At the other end of the spectrum, we said let’s keep our promises to
Medicare, Medicaid and Social Security while keeping the 60 percent debt-to-GDP figure. The tax increases are quite extraordinary. 

We had two
strategies for financing the package. We increased all rates
proportionally — including capital gains and the AMT — until the top
[marginal income tax] rate rose to 50 percent [from 35 percent, where
it is today]. We did that for around 2020. At that point we
introduce a VAT [value added tax, or consumption tax], first at one percent and growing to
8 percent by 2040. It had to grow fairly rapidly. For Social Security, we had to
increase payroll taxes from 12.4 to almost 15 percent. And then we
needed a surtax on top of all that. All this would take us from a total
tax burden including state and local from below OECD average today to
where by mid century we’d be considerably above average. Spun out to
2060 we’d be one of the highest tax burdens in the world right
alongside Denmark and Sweden.

The other approach was to
radically reform the tax system, getting rid of all tax expenditures
[such as tax exclusions for employer health care and pension contributions … see more here] like capping the employer health exclusion. It’s really, really
remarkable how much money you get back from tax expenditures,
especially from capping the health exclusion. We could actually lower
rates over time with that solution to the situation, while keeping the overall
tax burden the same.

Why deficit reduction this so hard
politically? Is it the current climate, or is that the things that need
cutting are naturally politically intractable?

I’ve been watching the political scene for 40 years now and it’s
never been worse. We could talk for a long time about the reasons for
that. Whatever the cause, at this moment we’re marching hellbent for
fiscal crisis. If you want to know what happens in fiscal crisis, look
at Ireland and Greece. There comes a point when you have no choice but
to reform the budget. Ireland can try to inflate their way out of the
problem. We have one of the shortest maturity of debt in the world, so
if we start to inflate, interest rates go way up. 

You’ve argued that Obama’s budget doesn’t scare us enough about the debt. But he’s running $1.6
trillion deficit next year. Surely he doesn’t want to convince people that
deficits are scary just yet, right?

A lot of people argue that’s a conflict: that there’s a conflict
between a short term and a long run. But you can’t deal with the long
run until the recession is closer to being over. You don’t want to hit
incomes today, but you can pass a law today that makes the kind of Social Security changes we have in our book, and they would not be
effective until 2012 and go into effect extremely gradually. You can do
things with Medicare. I suppose in economic theory there are subtle
problems if people are far-seeing and they see reductions in their
benefits — rational expectation economists would say they’d cut
spending immediately.
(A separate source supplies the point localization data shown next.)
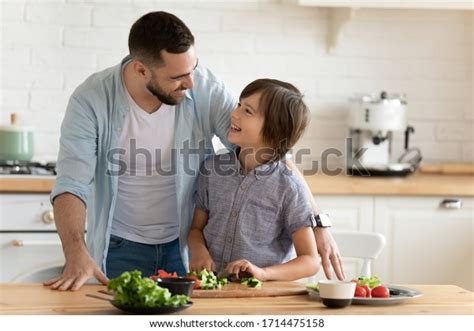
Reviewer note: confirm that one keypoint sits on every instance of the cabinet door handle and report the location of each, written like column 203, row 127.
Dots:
column 21, row 243
column 451, row 204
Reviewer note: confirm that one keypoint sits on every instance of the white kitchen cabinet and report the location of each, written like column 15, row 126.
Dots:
column 426, row 243
column 401, row 4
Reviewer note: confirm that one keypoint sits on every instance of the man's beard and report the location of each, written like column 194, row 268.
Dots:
column 158, row 92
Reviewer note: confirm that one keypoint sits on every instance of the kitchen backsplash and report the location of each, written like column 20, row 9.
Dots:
column 49, row 47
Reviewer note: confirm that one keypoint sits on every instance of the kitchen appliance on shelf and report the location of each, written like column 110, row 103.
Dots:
column 30, row 248
column 16, row 141
column 372, row 121
column 17, row 167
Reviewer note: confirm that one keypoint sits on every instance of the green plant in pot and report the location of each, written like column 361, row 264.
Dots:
column 16, row 142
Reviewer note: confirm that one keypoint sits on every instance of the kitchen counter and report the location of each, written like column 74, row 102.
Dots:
column 416, row 184
column 36, row 299
column 26, row 184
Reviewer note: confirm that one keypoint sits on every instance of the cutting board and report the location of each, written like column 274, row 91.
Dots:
column 448, row 169
column 268, row 289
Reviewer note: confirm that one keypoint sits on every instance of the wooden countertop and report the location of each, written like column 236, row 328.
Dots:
column 26, row 184
column 436, row 299
column 416, row 184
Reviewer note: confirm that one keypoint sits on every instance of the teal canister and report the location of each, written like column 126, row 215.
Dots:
column 16, row 142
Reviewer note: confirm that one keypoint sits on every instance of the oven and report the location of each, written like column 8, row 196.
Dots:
column 30, row 248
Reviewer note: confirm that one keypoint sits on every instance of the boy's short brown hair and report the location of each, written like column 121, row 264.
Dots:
column 285, row 114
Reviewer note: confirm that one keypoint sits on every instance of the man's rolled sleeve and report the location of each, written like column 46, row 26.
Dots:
column 223, row 102
column 77, row 152
column 201, row 196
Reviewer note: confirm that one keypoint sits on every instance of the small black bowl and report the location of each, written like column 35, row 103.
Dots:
column 178, row 285
column 336, row 303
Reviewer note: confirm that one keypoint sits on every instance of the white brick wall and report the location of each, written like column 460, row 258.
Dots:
column 49, row 47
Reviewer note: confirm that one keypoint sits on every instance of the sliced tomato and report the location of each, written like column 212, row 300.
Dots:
column 197, row 284
column 367, row 289
column 380, row 292
column 360, row 292
column 164, row 274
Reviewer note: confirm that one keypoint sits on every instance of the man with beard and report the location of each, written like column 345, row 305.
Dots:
column 132, row 142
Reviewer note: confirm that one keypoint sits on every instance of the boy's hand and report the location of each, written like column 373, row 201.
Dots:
column 200, row 261
column 239, row 266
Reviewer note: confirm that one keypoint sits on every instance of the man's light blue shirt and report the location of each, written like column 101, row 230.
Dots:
column 88, row 164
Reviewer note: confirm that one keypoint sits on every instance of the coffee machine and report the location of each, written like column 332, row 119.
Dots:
column 372, row 120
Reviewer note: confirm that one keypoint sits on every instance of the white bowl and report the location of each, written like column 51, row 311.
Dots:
column 335, row 293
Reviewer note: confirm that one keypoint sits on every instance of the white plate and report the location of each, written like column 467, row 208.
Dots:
column 404, row 293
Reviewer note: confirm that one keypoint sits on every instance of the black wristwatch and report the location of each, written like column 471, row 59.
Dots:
column 322, row 221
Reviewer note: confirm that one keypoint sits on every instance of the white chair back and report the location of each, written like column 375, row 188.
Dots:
column 364, row 245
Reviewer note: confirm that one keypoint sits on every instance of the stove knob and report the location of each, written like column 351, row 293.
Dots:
column 48, row 217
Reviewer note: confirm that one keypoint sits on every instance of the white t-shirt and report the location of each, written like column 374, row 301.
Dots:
column 146, row 207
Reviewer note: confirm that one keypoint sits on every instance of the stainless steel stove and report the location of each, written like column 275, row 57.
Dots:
column 27, row 168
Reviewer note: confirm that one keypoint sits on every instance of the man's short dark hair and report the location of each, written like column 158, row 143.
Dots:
column 157, row 31
column 285, row 113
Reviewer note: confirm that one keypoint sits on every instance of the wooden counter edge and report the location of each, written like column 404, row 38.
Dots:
column 26, row 185
column 418, row 184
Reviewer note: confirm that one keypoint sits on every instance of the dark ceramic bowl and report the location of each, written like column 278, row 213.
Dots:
column 179, row 285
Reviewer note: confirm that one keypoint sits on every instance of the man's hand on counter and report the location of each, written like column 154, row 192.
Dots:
column 79, row 268
column 327, row 249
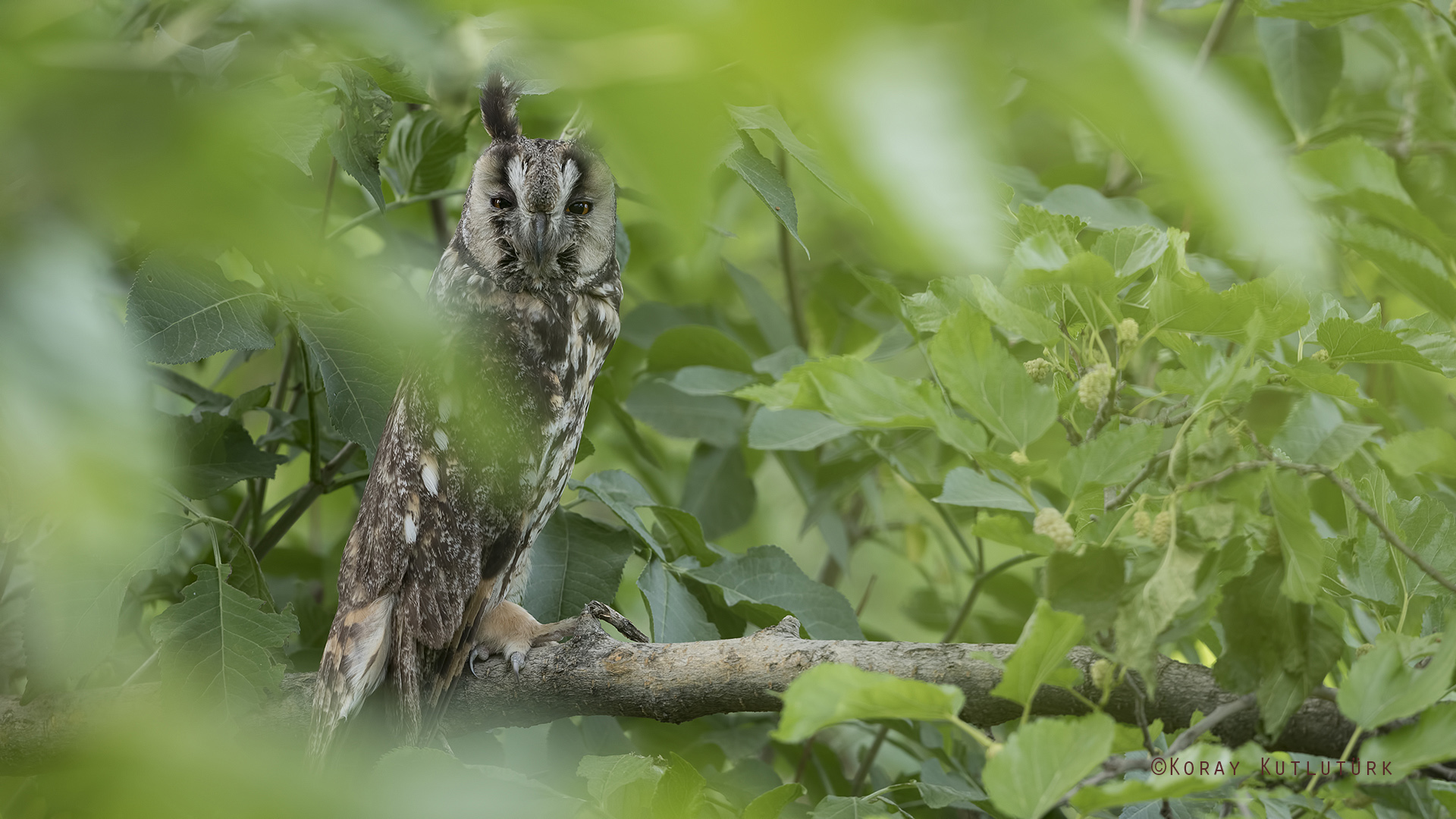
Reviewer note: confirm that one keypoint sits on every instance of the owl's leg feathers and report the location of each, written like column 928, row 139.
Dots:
column 511, row 632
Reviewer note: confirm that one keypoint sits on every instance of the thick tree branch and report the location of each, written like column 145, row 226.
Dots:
column 673, row 682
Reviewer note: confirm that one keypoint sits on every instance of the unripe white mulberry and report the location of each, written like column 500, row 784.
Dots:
column 1163, row 528
column 1050, row 523
column 1094, row 387
column 1128, row 331
column 1142, row 523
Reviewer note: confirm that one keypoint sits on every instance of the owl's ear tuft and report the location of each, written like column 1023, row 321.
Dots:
column 498, row 108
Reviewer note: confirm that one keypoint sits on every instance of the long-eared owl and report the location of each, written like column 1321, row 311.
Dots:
column 484, row 428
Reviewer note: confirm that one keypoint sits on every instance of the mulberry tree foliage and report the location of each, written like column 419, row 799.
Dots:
column 1050, row 324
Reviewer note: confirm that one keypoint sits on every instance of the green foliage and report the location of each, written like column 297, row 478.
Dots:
column 1087, row 330
column 220, row 645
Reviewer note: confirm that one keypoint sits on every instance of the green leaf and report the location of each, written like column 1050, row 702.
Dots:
column 1273, row 646
column 1212, row 767
column 1347, row 340
column 218, row 645
column 1041, row 654
column 856, row 394
column 622, row 494
column 294, row 127
column 795, row 430
column 833, row 692
column 1432, row 449
column 181, row 312
column 1408, row 265
column 848, row 808
column 710, row 381
column 421, row 153
column 1006, row 314
column 677, row 615
column 574, row 561
column 767, row 117
column 940, row 789
column 1043, row 760
column 1320, row 12
column 766, row 583
column 359, row 369
column 1131, row 249
column 718, row 490
column 1305, row 66
column 712, row 419
column 967, row 487
column 1354, row 174
column 1111, row 458
column 1185, row 302
column 767, row 183
column 367, row 112
column 770, row 318
column 607, row 774
column 680, row 790
column 1382, row 686
column 1316, row 433
column 1298, row 541
column 73, row 613
column 1147, row 613
column 1088, row 583
column 691, row 344
column 1318, row 376
column 394, row 77
column 1408, row 748
column 1100, row 212
column 770, row 803
column 215, row 452
column 983, row 378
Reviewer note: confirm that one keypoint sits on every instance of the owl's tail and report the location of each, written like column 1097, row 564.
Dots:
column 354, row 662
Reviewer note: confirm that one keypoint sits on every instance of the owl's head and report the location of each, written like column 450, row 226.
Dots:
column 539, row 215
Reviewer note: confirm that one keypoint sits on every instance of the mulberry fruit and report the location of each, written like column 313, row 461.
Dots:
column 1094, row 387
column 1163, row 528
column 1050, row 523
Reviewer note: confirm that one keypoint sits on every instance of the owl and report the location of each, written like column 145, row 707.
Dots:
column 482, row 431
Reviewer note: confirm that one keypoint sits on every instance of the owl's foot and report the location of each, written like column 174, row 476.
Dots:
column 511, row 632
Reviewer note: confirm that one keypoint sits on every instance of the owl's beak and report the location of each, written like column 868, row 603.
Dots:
column 541, row 224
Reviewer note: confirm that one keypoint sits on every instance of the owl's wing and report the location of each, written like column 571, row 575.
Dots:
column 403, row 575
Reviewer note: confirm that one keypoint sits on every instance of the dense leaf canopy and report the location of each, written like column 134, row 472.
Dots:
column 1044, row 322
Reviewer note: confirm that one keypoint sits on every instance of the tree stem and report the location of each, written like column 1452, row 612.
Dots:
column 786, row 262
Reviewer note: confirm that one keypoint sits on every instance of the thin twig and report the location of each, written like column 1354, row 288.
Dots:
column 976, row 591
column 1216, row 31
column 786, row 262
column 870, row 760
column 1187, row 738
column 309, row 494
column 1345, row 487
column 1128, row 491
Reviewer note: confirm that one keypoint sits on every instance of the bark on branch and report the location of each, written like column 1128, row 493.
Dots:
column 595, row 675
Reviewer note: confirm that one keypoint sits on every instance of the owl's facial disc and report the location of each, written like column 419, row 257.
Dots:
column 542, row 212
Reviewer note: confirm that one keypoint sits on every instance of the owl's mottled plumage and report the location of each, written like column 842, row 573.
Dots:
column 484, row 428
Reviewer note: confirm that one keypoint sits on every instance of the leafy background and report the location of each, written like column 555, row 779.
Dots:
column 1037, row 322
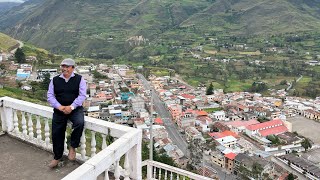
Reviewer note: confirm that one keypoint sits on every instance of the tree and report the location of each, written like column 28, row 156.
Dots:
column 256, row 169
column 20, row 56
column 306, row 144
column 46, row 81
column 209, row 89
column 290, row 177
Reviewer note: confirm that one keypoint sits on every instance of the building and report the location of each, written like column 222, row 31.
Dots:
column 273, row 127
column 310, row 170
column 22, row 75
column 218, row 115
column 244, row 165
column 227, row 141
column 192, row 133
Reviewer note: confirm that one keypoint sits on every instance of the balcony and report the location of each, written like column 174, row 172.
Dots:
column 107, row 150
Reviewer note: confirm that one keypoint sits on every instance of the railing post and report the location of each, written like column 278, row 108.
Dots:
column 149, row 171
column 3, row 118
column 7, row 119
column 135, row 156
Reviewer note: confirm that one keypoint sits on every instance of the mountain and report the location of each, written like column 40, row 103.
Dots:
column 7, row 43
column 86, row 27
column 5, row 6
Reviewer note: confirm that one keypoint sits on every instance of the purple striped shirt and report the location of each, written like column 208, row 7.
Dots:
column 77, row 102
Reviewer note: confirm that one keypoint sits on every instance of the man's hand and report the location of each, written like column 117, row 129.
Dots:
column 67, row 110
column 61, row 108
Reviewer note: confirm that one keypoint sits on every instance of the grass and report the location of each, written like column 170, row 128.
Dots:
column 303, row 83
column 6, row 42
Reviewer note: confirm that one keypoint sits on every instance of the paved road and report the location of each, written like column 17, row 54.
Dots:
column 20, row 46
column 171, row 127
column 289, row 169
column 221, row 173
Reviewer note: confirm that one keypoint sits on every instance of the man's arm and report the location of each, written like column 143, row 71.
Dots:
column 51, row 97
column 82, row 94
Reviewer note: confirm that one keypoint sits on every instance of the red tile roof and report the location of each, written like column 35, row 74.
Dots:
column 242, row 123
column 158, row 121
column 217, row 135
column 188, row 96
column 265, row 124
column 230, row 156
column 275, row 131
column 202, row 113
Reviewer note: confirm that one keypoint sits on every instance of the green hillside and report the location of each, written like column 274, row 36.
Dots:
column 6, row 42
column 102, row 28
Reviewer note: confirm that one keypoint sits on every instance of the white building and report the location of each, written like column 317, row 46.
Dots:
column 219, row 115
column 227, row 141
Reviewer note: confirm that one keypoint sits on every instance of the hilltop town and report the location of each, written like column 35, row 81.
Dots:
column 216, row 134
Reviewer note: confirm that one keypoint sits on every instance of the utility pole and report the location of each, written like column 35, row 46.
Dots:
column 149, row 167
column 151, row 123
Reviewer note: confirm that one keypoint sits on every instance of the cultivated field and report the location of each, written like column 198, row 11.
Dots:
column 306, row 127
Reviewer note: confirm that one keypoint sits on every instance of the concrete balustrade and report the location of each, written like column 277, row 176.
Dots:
column 32, row 123
column 127, row 143
column 155, row 170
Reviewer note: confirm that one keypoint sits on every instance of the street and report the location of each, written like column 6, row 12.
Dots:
column 162, row 111
column 289, row 169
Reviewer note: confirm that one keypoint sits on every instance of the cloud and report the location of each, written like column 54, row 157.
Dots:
column 17, row 1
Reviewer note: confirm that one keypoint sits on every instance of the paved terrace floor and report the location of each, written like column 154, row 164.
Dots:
column 22, row 161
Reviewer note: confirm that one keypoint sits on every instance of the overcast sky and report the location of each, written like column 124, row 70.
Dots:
column 21, row 1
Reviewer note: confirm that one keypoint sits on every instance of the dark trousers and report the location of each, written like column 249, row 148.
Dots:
column 59, row 125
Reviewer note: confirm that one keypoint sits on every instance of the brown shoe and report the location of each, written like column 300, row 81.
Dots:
column 54, row 163
column 72, row 154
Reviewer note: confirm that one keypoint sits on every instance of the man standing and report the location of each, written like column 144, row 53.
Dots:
column 66, row 94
But I don’t happen to think people are so
far-seeing.

I would focus assistance on safety net programs like food stamps. The
institutional arrangements at state and local level means they cut back
more than they need to and I can see some assistance there, and I would
pay for it. I wouldn’t mind short-term stimulus. That said, there’s
this idea for a payroll tax holiday for businesses that employ more
people. I think that will be a lot of wasted money — subsidies for
people they will be employed anyway. In any case, my bottom line is
that I don’t see a conflict between short and long term.